Publicada en [R]umbo N°28

En un mensaje frío y breve, Mauricio Macri pronunció las tres letras que marcaron a sangre y fuego las últimas décadas de la política económica Argentina: FMI. Austero en sus fundamentos, solo se limitó a comunicar la decisión de iniciar negociaciones con el organismo internacional. Usar el verbo negociar supone cierta noción de intercambio, de esfuerzos mutuos, contrapuntos y síntesis. Lejos estamos de eso. Por el contrario, una vez más, la derecha criolla decide poner al país en la guillotina del imbatible verdugo financiero.

Cuando se pronuncian estas tres letras malditas, es inevitable que el imaginario colectivo no las asocie rápidamente con palabras como: ajuste, crisis, deuda, despidos, recesión. Todavía el marketing político no hace milagros. Por ahora, las usinas de comunicación y opinión pública del mundo PRO, comandadas por el teñido, no lograron cambiar el sentido negativo que despierta en las mentes y corazones de nuestro pueblo volver al fondo.

Cambiemos no está en sus mejores días. Las discusiones en su interior no giraron solo en torno a debatir cómo se comunica lo desagradable, sino principalmente si había que hacerlo o no. Comunicar o no comunicar, esa es la cuestión. Mientras tanto, Carrió exhortaba, desde el sillón de su casa, a salir a hacer política, hablar de frente a la sociedad y matar a la doctrina duranbarbista. Conocedora de crisis políticas, sabía que el relato de un FMI más bueno no ganaba adeptos, ni siquiera entre los opositores más dialoguistas.

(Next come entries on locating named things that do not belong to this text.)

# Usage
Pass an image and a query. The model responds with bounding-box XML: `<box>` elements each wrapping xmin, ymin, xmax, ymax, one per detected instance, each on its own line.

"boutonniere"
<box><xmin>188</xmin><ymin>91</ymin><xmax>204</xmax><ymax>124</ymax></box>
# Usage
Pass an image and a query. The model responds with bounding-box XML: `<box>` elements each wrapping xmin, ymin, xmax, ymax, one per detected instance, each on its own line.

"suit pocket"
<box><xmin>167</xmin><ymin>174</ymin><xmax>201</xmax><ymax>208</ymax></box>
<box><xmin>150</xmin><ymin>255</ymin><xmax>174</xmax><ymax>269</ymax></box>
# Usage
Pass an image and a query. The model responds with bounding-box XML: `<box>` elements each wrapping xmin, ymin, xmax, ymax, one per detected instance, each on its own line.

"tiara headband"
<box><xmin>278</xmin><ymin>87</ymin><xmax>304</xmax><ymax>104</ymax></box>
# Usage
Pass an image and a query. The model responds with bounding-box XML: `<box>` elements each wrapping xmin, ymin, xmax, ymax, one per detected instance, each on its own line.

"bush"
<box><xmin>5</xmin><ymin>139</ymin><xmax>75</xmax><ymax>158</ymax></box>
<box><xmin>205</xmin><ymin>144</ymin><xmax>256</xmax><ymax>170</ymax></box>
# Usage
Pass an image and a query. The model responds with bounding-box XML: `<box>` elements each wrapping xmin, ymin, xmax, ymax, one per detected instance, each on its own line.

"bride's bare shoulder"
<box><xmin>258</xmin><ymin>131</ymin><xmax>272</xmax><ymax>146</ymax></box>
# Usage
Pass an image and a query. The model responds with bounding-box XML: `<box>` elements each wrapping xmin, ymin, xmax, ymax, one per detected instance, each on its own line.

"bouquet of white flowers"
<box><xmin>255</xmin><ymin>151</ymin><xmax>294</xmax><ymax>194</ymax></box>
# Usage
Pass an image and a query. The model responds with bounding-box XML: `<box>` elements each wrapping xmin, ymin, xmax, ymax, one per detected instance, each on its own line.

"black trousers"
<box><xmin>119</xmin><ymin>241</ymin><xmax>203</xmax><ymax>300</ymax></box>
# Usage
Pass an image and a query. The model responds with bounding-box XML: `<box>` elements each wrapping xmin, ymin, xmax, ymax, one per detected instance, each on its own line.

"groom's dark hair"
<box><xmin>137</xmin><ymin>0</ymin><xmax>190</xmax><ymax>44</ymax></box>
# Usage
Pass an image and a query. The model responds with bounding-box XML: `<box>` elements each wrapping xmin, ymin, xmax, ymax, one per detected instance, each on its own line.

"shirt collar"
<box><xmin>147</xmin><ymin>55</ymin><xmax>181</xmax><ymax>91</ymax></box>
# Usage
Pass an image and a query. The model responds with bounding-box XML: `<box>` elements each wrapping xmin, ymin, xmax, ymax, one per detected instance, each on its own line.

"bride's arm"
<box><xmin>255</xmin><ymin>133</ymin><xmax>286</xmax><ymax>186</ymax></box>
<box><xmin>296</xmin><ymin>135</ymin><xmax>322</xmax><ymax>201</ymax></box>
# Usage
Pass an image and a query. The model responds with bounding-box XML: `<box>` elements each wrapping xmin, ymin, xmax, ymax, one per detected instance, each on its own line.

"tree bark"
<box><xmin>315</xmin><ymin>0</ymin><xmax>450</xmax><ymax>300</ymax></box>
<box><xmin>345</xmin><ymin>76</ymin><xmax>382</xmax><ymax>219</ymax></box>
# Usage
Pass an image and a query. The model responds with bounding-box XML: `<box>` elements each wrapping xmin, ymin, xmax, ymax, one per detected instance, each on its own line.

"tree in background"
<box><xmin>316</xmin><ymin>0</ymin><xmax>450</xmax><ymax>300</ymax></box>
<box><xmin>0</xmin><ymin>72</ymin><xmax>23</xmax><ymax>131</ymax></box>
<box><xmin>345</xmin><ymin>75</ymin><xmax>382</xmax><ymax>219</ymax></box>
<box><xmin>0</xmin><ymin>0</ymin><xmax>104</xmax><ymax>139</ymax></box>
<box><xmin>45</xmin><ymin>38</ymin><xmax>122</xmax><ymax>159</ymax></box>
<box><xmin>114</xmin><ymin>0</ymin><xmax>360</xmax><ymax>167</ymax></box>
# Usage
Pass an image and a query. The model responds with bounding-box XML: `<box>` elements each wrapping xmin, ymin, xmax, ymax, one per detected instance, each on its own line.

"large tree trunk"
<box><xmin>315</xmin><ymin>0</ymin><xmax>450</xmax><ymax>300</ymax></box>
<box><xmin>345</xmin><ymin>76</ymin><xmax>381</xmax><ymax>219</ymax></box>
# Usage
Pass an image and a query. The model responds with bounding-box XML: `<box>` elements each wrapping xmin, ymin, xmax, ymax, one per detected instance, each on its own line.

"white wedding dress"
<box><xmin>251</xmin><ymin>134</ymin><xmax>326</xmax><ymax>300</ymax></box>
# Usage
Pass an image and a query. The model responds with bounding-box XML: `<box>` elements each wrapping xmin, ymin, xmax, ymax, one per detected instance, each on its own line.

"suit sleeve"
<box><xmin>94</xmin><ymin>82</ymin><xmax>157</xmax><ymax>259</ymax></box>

La vuelta del ala política en la coalición oficialista es, en cierto punto, la expresión del retroceso de las imágenes de felicidad que con globos y mucha buena onda que agitaba la ceocracia. Sin embargo, conviene no subestimar la capacidad que pueda tener el aparato comunicacional y mediático de Cambiemos. Esto es así, sencillamente, porque nunca se puede ignorar la habilidad del neoliberalismo para transformar a las víctimas en victimarios.

La socióloga Elizabeth Jein sostiene que el neoliberalismo pretende confeccionar una nueva memoria oficial, en la cual se vuelva a cohesionar una suerte de pensamiento único que reinterpreta frívolamente la historia reciente como una mala excepción a la normalidad. Por otra parte, la politóloga Pilar Calveiro plantea que, según como se articulen las memorias del pasado con los desafíos del presente, pueden ser resistentes o funcionales al poder.

Es en este marco es que las organizaciones populares vamos a una lucha política, abierta y sin fronteras, con el Gobierno por la memoria. Saben que la batalla cultural por instalar la idea de un FMI humanista está perdida, pero también saben que la batalla para determinar quiénes van a ser los responsables de las penurias que se vienen, está en disputa. Lo más probable es que se recrudezcan los discursos xenófobos, de criminalización de la protesta social y de la vuelta al pasado.

Choriplaneros, zurdos, piquiteros, peronchos, vagos, negros de mierda. Vamos a volver hacer el chivo expiatorio del crimen neoliberal. Por eso, desde el campo popular tenemos un desafío doble: proteger la memoria histórica pero, por sobre todo, construir un nuevo proyecto que sea capaz de enamorar a las mayorías populares y de disputar las interpretaciones del pasado para ganar el futuro.